Fenced JSON vs. separate complete payload. The complete chunk is redundant with the fenced JSON. That’s intentional. Connection resilience costs almost nothing here. The alternative (relying solely on the complete chunk for structured data) means a dropped connection at the wrong moment loses everything.

Hand-rolled parser vs. streaming JSON library. I only need one field during streaming. Everything else can wait for JSON.parse() when the stream finishes. A 90-line function that does exactly what I need beats a dependency that handles cases I don’t have. I wrote about this in more detail in the parser post.

XHR vs. fetch vs. EventSource. EventSource only supports GET. React Native’s fetch doesn’t guarantee ReadableStream. XHR.onprogress works reliably across platforms for incremental access to response text. It’s the least elegant option and the most pragmatic.

maxIterations on tool-use. Five might seem arbitrary. In practice, most responses need zero or one tool call. Complex queries occasionally need two or three. I’ve never seen a well-prompted model need more than four.

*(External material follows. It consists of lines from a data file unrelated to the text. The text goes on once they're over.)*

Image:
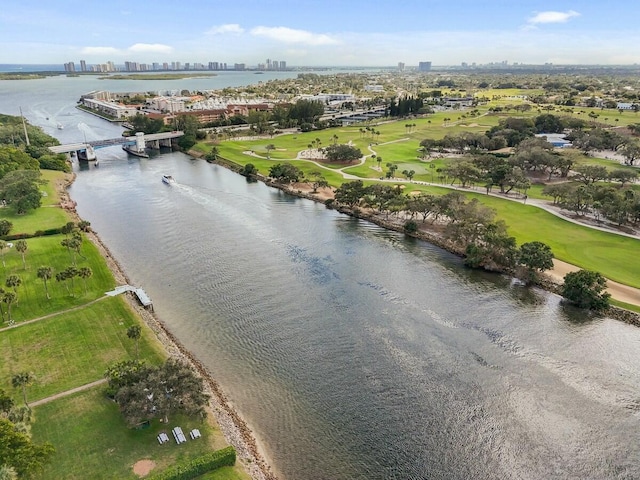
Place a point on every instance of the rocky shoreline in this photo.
(234, 428)
(545, 282)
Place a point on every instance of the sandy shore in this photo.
(233, 427)
(618, 291)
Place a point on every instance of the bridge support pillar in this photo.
(140, 141)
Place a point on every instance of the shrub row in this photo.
(225, 457)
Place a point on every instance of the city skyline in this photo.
(315, 33)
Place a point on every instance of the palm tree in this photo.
(45, 273)
(9, 298)
(8, 473)
(134, 333)
(23, 380)
(62, 277)
(21, 246)
(71, 272)
(84, 273)
(432, 166)
(270, 147)
(13, 281)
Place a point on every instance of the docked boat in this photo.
(87, 155)
(134, 151)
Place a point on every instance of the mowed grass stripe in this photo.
(94, 442)
(75, 348)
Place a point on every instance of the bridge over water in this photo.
(141, 140)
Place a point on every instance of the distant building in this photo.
(114, 110)
(558, 140)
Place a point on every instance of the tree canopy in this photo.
(149, 392)
(342, 153)
(20, 189)
(585, 289)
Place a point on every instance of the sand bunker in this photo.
(143, 467)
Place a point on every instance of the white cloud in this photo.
(99, 51)
(290, 35)
(227, 28)
(150, 48)
(552, 17)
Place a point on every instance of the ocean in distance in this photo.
(351, 351)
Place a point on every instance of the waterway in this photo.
(354, 352)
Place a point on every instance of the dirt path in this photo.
(68, 392)
(618, 291)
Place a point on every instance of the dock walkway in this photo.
(143, 298)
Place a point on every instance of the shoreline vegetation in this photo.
(156, 76)
(235, 430)
(547, 281)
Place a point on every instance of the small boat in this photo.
(87, 155)
(133, 151)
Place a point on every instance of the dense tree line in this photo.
(15, 154)
(468, 226)
(143, 392)
(620, 205)
(404, 107)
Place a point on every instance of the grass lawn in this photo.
(32, 300)
(92, 440)
(44, 217)
(615, 256)
(74, 348)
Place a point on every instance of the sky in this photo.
(320, 33)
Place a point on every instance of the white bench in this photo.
(178, 434)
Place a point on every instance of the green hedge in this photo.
(37, 233)
(225, 457)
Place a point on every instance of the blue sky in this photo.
(329, 32)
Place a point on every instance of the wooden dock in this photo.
(143, 298)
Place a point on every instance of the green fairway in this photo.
(73, 348)
(93, 442)
(615, 256)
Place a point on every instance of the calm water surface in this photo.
(355, 353)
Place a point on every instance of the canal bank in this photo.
(550, 281)
(234, 428)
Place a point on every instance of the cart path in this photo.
(68, 392)
(618, 291)
(73, 309)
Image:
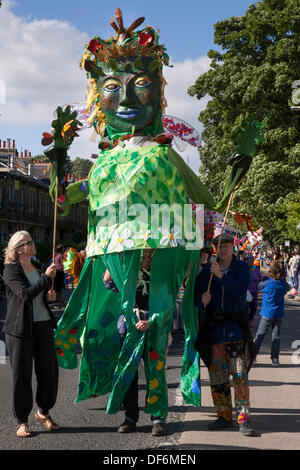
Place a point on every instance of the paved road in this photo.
(274, 398)
(275, 402)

Five gives headroom without risking runaway loops.


Extending It

Adding a new suggestion type (say, suggestedArticles) is straightforward:

  1. Add the array field to the JSON schema in the system prompt
  2. Add it to StreamChunk.Complete() on the server
  3. Add a card renderer on the client
  4. Update the ParsedResponse interface

The partial parser doesn’t need changes. It only extracts response. New fields are handled by tryParseCompleteJson on completion.

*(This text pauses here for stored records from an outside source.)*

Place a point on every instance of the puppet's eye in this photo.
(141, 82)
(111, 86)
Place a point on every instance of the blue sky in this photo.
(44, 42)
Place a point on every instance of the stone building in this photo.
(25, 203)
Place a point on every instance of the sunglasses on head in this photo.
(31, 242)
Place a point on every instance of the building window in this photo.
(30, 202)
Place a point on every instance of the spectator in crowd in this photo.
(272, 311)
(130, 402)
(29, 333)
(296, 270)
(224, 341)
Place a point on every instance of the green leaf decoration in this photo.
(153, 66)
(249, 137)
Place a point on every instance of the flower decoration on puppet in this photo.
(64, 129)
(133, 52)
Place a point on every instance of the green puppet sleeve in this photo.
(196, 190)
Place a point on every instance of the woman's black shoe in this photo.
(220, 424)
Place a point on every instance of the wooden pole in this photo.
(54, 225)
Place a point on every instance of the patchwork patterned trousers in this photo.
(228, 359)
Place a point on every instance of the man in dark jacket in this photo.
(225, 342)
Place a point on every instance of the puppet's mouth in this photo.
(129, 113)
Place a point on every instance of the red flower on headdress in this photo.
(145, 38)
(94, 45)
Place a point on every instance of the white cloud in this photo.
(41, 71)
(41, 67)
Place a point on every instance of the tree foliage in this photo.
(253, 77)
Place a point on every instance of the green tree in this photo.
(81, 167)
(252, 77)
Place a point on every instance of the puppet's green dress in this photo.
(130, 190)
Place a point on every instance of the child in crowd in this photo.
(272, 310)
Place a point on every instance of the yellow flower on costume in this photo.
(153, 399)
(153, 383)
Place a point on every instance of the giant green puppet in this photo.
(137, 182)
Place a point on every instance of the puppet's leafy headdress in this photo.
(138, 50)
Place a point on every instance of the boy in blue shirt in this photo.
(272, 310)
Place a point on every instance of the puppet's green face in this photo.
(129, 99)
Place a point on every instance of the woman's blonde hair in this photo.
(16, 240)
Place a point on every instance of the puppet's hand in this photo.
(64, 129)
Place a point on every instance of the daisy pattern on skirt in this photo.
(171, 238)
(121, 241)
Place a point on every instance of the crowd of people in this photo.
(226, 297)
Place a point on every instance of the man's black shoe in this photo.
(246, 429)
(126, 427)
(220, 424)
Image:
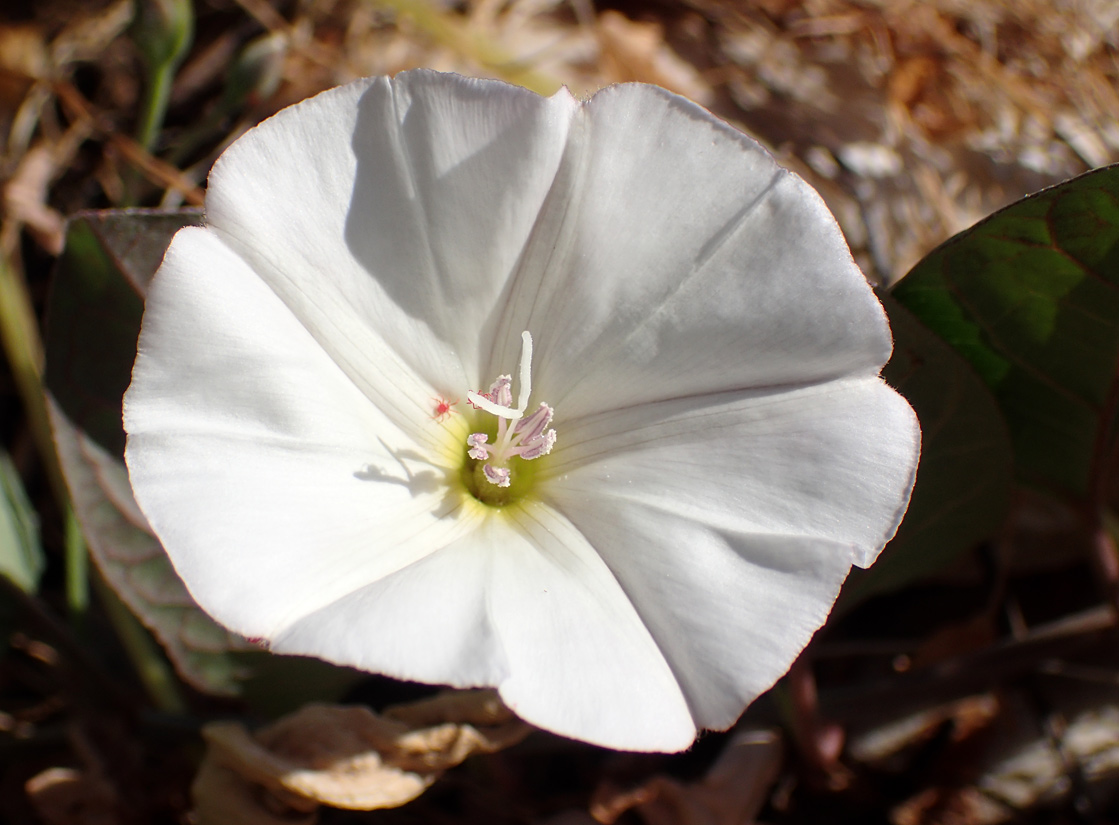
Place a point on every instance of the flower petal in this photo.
(526, 603)
(835, 460)
(272, 481)
(393, 217)
(674, 258)
(732, 526)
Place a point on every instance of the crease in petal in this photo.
(523, 602)
(582, 662)
(244, 433)
(726, 593)
(723, 272)
(836, 460)
(406, 228)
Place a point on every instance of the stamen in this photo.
(527, 439)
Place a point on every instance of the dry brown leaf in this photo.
(344, 757)
(637, 52)
(731, 794)
(64, 796)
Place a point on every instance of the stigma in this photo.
(520, 433)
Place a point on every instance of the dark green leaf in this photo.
(93, 315)
(966, 472)
(1031, 298)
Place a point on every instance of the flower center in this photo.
(517, 434)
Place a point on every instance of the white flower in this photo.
(321, 427)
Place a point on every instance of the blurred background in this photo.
(986, 692)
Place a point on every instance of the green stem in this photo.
(152, 111)
(77, 568)
(158, 677)
(19, 334)
(153, 106)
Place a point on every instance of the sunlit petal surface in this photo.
(704, 347)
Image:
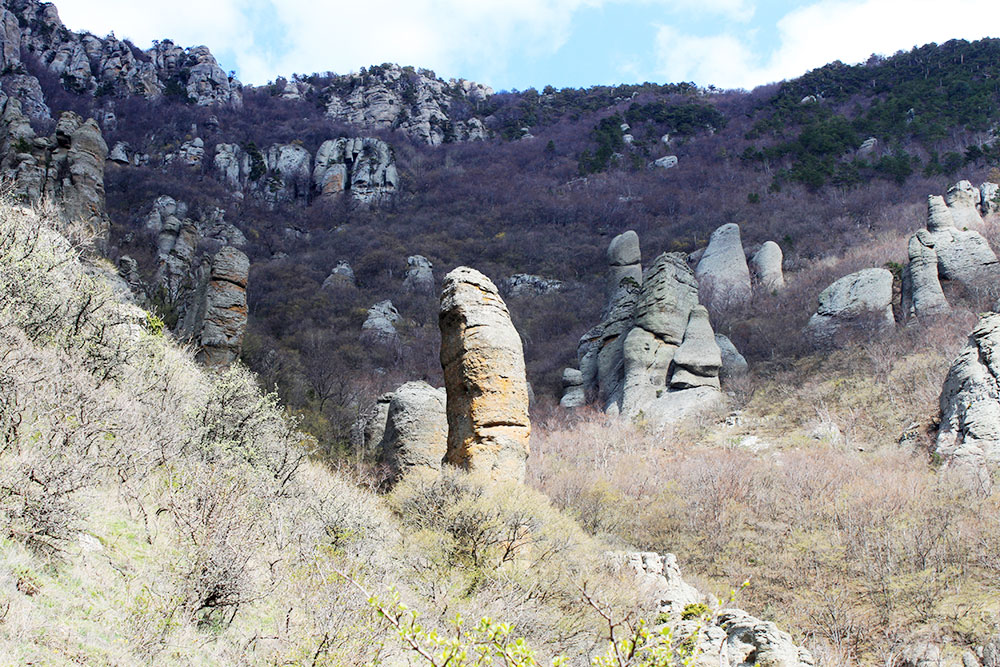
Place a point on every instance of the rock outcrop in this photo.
(526, 284)
(419, 275)
(415, 437)
(722, 271)
(341, 276)
(483, 363)
(859, 301)
(415, 102)
(379, 327)
(369, 428)
(624, 262)
(91, 65)
(766, 265)
(963, 255)
(574, 395)
(654, 354)
(922, 293)
(67, 167)
(223, 324)
(733, 363)
(989, 198)
(727, 637)
(363, 166)
(963, 200)
(970, 400)
(283, 173)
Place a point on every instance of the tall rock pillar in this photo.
(484, 377)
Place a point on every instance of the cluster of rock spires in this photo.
(106, 66)
(654, 354)
(206, 291)
(67, 167)
(479, 421)
(950, 248)
(415, 102)
(283, 173)
(730, 638)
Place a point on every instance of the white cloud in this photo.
(454, 37)
(809, 37)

The protocol itself is LLM-provider-agnostic. The server’s IAsyncEnumerable<StreamChunk> is a facade. Swap the LLM provider by changing the inner streaming call. The chunk protocol and client code stay identical. I’ve tested this with both Anthropic and OpenAI backends, and the client had no idea anything changed.

PlatformTransportNotes
React NativeXMLHttpRequest.onprogressMost reliable cross-platform
Web (modern)fetch + ReadableStreamNative streaming support
Web (legacy)EventSource polyfillRequires GET-to-POST adapter

The chunk protocol over the wire is identical in all three cases. Only the transport layer differs.


This is the companion piece to Streaming LLM Responses: A Partial JSON Parser for Structured Output, which covers the partial parser in detail. Together they describe the full pipeline for streaming structured AI responses in a React Native app backed by a .NET API.